Cycloptichorn wrote:
First, I don't think it was 'bureaucratic controls' which limited my father's coverage. He had good coverage. What he didn't have was honest people at the Hospital and the Insurance company who lived up to proper accounting practices. If anything, more controls would have been helpful.
Do you believe that Federal legislation requiring health insurance for all and subsidizing a large portion of it will somehow make hospital administrators and insurance companies more honest or better accountants?
The truth is that the rate caps and standard reimbursement rates of insurance companies don't always cover the real costs of the hospitals, laboratories and practicioners who depend on them for payment. In response they search the insurer's lists of numerical codes for authorized services to seek ways of recouping their costs. There is deceit and dishonesty on both sides of this process. It is an expensive, bureaucratic and often deceitful game of authorization codes and numbers that is necessary to replace the absent forces of the free market that would otherwise regulate price and demand.
Cycloptichorn wrote:
Second, I'm not sure how we would pay for services with no limits. But I doubt it's impossible. I can tell you that I don't accept that the current situation is the only way of doing things.

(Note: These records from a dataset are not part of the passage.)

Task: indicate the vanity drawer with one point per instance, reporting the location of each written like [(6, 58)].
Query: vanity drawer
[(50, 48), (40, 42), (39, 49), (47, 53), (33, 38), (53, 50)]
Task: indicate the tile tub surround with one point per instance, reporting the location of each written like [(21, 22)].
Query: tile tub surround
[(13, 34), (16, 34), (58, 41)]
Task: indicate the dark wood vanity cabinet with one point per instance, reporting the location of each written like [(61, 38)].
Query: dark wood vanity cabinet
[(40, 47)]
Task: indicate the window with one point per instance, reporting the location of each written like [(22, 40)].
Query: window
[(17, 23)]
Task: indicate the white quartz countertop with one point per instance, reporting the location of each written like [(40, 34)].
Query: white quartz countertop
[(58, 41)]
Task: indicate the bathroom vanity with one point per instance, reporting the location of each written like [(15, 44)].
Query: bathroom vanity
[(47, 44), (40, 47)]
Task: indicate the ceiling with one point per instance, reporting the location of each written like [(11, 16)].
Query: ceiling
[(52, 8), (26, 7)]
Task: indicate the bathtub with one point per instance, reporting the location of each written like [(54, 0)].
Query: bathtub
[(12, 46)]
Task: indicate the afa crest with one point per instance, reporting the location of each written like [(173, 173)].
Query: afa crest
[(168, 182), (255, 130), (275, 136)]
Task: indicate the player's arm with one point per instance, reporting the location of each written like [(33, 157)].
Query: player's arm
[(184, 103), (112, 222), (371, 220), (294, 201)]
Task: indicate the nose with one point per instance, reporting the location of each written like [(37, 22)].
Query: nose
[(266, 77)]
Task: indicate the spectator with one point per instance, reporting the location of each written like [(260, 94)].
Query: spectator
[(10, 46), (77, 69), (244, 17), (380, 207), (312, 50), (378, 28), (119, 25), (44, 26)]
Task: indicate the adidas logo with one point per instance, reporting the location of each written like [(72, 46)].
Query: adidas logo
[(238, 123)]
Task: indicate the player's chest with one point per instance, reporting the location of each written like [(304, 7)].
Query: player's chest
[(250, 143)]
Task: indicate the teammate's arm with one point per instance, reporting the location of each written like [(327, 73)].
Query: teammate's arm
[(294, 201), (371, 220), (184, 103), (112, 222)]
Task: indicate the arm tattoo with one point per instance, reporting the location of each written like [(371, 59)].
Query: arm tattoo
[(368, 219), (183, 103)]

I think that it would probably increase costs somewhat to have truly 'unlimited' medical care; that is, to provide each and every person with the most expensive of all surgeries is probably beyond our limits. But that doesn't mean we can't make the attempt to do so, and how much waste is there in the current system? Let me spend a day pondering it, and I will get back to you.
Cycloptichorn
Well, you've had your day - any results? The "... increase costs somewhat..." is likely to be a very large number. It is easy to do a linear numerical analysis demonstrating the great potential economies of scale attentant to centrally managed and financed systems. However human nature and all the many second order effects that go with it in the way of the results they predict.
That was the case with the failed centrally planned economies of the now unlamented Socialist world of the 20th century. The initial appearances of benefits due to mass industrialization and agriculture,and the sacrifice of generations that went with it, yielded only mass production of shoddy goods and lousy services that nobody wanted. "We pretend to work, and they pretend to pay us." became the ironic catch phrase that aptly described the system. Worse, to sustain its operation, it had to suppress human freedom of thought and action.
I will agree that this can be counter intuitive. What, after all, could be more inefficient than the duplication of services, administration, financial management and all the rest that goes with market capitalism and competition? On a rational basis a centrally managed system appears to offer huge benefits. The problem is that they require Plato's phiolospher kings to manage them. Unfortunately such creatures don't exist.